John White: Top 10 phrases you don’t want to hear in a home reno

Even a simple plumbing repair turned into a three-hour epic worthy of dramatic BBC acting talent.

The results of jackhammering the floor to replace the cast iron sewer pipe. (John K. White/Castlegar News)

The results of jackhammering the floor to replace the cast iron sewer pipe. (John K. White/Castlegar News)

I was asked by a contractor recently what my favourite tool is when doing work on my house.

“My chequebook,” was my very serious answer.

I can change out a light fixture, paint, build basic wood structures and organize like the wind, but anything beyond that is best left to the experts.

I have assisted with a total roofing replacement (my feet were incredibly sore and blistered from standing at an angle for six hours on a hot roof). I also helped build a screened room at my parents’ house (I somehow got a sliver under my eyelid that scratched my eye and required emergency removal). I have occasionally moved appliances and furniture (I once tripped and fell in a hole while carrying a large couch, damaging my ankle). Do you see the pattern when I try to do things myself?

Even a seemingly simple plumbing repair turned into a three-hour epic worthy of the most dramatic BBC acting talent, but with significantly more cursing. There were parts left over after replacing a bathroom sink and faucet, and my wife and I subtly disagreed on where they should go. After I failed to listen to reason, my wife generously suggested where they should go.

Sadly, I’ve also witnessed professional handy-people experience similar woes over the years. While troubleshooting the odd electrical setup at our Edmonton house that was just renovated, a contractor got a “polite zap” while checking for grounding in an outlet. It caused a wash of smoke in the room and a momentary lack of composure for the contractor.

After I took a bath in the same house, we noticed water suddenly pouring through the ceiling in the kitchen below. It came down through the kitchen pot-lights, which was quite disconcerting given the recent issue with the “polite zap.” Turns out, the original contractor forgot to attach the overflow pipe to the tub.

The same contractor forgot to tighten the toilet bolts after installation during the reno. I’m not going to describe what happened there as this is a family newspaper. Our handyman and his subtrade made short work of the fix, but it was, um, startling to discover.

We’ve stumbled upon many oddities when viewing or renovating houses over the years.

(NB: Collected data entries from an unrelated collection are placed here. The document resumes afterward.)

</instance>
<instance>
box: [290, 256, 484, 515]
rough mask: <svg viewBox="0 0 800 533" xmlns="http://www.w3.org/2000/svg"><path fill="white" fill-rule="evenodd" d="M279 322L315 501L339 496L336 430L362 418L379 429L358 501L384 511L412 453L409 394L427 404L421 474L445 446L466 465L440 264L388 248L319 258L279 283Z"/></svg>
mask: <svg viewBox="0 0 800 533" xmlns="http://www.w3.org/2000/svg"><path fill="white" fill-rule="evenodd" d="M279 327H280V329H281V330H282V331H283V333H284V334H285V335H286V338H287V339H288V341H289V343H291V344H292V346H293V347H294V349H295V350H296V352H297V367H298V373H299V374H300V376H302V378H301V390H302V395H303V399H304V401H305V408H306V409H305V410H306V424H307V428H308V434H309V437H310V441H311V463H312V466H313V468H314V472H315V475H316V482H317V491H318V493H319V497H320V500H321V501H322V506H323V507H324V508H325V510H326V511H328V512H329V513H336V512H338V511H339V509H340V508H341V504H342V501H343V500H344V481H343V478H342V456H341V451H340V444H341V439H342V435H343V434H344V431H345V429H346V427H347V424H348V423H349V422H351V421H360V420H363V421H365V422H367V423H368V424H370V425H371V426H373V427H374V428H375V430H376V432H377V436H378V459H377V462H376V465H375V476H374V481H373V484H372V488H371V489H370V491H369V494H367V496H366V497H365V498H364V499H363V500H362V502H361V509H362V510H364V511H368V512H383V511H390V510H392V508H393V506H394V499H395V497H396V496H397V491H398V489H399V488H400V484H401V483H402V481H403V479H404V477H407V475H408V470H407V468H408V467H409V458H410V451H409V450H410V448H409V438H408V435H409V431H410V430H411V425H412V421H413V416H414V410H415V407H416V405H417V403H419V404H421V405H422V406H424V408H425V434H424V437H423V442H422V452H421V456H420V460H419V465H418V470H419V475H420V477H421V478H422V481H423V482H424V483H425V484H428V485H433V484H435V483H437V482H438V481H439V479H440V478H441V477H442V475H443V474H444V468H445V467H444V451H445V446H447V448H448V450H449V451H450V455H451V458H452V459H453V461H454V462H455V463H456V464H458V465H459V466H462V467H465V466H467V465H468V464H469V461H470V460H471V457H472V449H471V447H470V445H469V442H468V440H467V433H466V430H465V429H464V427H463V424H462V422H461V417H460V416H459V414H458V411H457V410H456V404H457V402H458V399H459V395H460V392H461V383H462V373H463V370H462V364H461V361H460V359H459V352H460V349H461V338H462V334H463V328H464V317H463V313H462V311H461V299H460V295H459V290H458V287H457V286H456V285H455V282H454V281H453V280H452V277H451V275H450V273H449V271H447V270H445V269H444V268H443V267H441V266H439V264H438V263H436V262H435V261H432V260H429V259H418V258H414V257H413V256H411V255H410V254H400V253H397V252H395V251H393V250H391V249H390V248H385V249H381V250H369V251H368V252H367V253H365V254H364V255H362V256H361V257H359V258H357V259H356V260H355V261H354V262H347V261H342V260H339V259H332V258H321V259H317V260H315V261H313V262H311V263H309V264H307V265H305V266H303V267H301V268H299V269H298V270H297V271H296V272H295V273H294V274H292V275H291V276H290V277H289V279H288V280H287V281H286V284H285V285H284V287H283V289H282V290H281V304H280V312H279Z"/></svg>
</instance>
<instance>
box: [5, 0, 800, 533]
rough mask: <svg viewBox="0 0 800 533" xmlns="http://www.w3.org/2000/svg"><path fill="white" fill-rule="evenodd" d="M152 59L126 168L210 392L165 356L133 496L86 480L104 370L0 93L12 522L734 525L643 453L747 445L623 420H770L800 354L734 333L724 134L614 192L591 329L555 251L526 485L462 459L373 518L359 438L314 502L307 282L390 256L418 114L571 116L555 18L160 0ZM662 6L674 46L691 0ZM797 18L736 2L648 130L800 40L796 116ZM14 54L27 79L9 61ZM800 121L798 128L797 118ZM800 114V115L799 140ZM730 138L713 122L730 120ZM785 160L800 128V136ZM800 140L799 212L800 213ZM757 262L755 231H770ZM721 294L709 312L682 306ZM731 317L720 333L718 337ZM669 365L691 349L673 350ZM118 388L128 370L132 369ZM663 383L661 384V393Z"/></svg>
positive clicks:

Some of the questions or comments made at the time by various inspectors or contractors — or my wife and I — will give you a hint as to the issue at hand.

“There must have been a sale on mistinted paint colours at Home Depot. It looks like Walt Disney vomited on the walls.”

“Should there be black stuff on the grout?”

“Oh my. I just CLRed the shower door, and it looks like it’s actually supposed to be clear glass and not clouded.”

“Remind me, is it the six-by-six floor tile or nine-by-nine that have asbestos in them? These are nine-by-nine.”

“Do you smell natural gas?”

“So, the shower seems to be a garden hose hanging from the rafters in the middle of the basement.”

“Knob-and-tube is good, right?”

“This light switch doesn’t seem to do anything.”

“It appears the sewer drain clean-out cap was not quite on properly.”

“Yes, that is indeed wood shavings in the walls where insulation should be.”

“If you want to go up the ladder and have a look with the flashlight, you can see the unencapsulated asbestos is everywhere.” (Side note, why would I want to go up and look at or breath that in?)

“Should those wires be exposed like that?”

“That wall was actually structural.”

“I can’t believe there hasn’t been a fire.”

“The trim will cover it.”

“That’s where the mice are likely getting in.”

And finally, the worst phrase you’ll hear from a home inspector: “I’ve never seen anything like that before!”